Natl Med J India. 1997 Jan-Feb;10(1):19-22.
New strategies are emerging for control of filariasis in terms of chemotherapy and vector control. Field application of these tools requires mapping and prioritization of filaria-endemic areas and quantification of the infection/ disease burden. Available procedures are time-consuming, costly and have poor sensitivity. Therefore, rapid assessment procedures need to be developed to assess the disease burden as well as monitor and evaluate control programmes.
Data collected on different variables from 25 areas in India and elsewhere were used.
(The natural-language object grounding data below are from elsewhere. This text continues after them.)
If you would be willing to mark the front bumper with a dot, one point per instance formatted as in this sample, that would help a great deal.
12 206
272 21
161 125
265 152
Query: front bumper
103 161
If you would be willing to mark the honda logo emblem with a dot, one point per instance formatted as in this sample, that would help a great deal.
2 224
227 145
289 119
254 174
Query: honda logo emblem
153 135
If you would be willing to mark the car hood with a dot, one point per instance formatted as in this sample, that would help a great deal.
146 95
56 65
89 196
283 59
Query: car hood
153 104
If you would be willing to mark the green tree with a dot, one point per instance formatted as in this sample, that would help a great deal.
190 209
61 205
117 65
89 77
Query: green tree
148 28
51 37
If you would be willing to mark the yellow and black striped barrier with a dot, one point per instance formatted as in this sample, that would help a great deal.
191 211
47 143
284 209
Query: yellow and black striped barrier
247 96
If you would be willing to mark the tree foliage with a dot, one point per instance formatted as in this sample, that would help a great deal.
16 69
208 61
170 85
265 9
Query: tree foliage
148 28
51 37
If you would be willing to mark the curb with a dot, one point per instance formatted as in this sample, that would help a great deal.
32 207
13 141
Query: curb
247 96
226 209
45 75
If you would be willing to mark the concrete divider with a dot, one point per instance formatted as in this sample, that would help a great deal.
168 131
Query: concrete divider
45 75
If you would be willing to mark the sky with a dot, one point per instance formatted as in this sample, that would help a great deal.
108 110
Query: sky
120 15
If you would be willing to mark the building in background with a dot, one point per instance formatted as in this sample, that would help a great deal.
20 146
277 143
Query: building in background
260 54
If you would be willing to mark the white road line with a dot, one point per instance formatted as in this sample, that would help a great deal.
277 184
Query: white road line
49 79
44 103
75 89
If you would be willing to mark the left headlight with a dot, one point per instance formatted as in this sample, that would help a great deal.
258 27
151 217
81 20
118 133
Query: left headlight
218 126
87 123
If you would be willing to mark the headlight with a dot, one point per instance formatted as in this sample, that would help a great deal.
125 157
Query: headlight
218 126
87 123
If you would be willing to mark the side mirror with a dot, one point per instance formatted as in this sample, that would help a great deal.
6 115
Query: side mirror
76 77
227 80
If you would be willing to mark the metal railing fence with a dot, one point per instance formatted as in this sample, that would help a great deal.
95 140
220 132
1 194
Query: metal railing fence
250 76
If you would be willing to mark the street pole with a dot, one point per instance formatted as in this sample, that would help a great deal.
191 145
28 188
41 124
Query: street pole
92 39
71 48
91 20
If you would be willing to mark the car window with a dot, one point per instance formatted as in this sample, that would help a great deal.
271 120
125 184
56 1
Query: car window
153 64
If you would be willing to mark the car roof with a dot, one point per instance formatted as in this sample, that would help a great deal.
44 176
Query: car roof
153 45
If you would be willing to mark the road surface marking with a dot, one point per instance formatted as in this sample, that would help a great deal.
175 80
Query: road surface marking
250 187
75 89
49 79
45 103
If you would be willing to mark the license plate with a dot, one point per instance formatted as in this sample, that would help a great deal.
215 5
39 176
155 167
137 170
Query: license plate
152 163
The relationship between prevalence of human infection and vector infection rate was analysed quantitatively. Due to lack of independent samples, only qualitative analysis was carried out between other epidemiological variables such as infection and disease prevalence in relation to age, gender and manifestation.
There was a significant positive correlation between vector infection rate and infection prevalence in humans, suggesting that vector infection can be used as an indicator in the rapid assessment of infection prevalence. Scatter plots showed that community screening may be limited to the age group of 11-30 years for infection prevalence and 20-50 years for disease prevalence. Further, clinical surveys may be limited to only hydrocele prevalence which may be sufficient to predict the total disease. This can also be used as an alternative method by the community itself for delimiting endemic areas.
Vector infection rate may be used as an indicator for rapid assessment of human infection. Alternatively, blood smear examination could be limited to the age group of 11-30 years. For a rapid survey of the diseases, males in the age group of 20-50 years could be examined only for hydrocele.
在化疗和病媒控制方面,控制丝虫病的新策略正在不断涌现。这些工具的现场应用需要对丝虫病流行地区进行绘图和优先级排序,并对感染/疾病负担进行量化。现有的程序既耗时又昂贵,而且灵敏度较低。因此,需要开发快速评估程序来评估疾病负担,并监测和评估控制项目。
使用从印度和其他地区的25个地区收集的关于不同变量的数据。对人类感染率和病媒感染率之间的关系进行了定量分析。由于缺乏独立样本,仅对其他流行病学变量(如感染和疾病患病率与年龄、性别和表现的关系)进行了定性分析。
病媒感染率与人类感染患病率之间存在显著的正相关,这表明病媒感染可作为快速评估感染患病率的指标。散点图显示,社区筛查在感染患病率方面可能仅限于11至30岁的年龄组,在疾病患病率方面可能仅限于20至50岁的年龄组。此外,临床调查可能仅限于鞘膜积液患病率,这可能足以预测总疾病情况。这也可被社区自身用作划定流行地区的替代方法。
病媒感染率可作为快速评估人类感染的指标。或者,血液涂片检查可仅限于11至30岁的年龄组。对于疾病的快速调查,仅对20至50岁年龄组的男性进行鞘膜积液检查即可。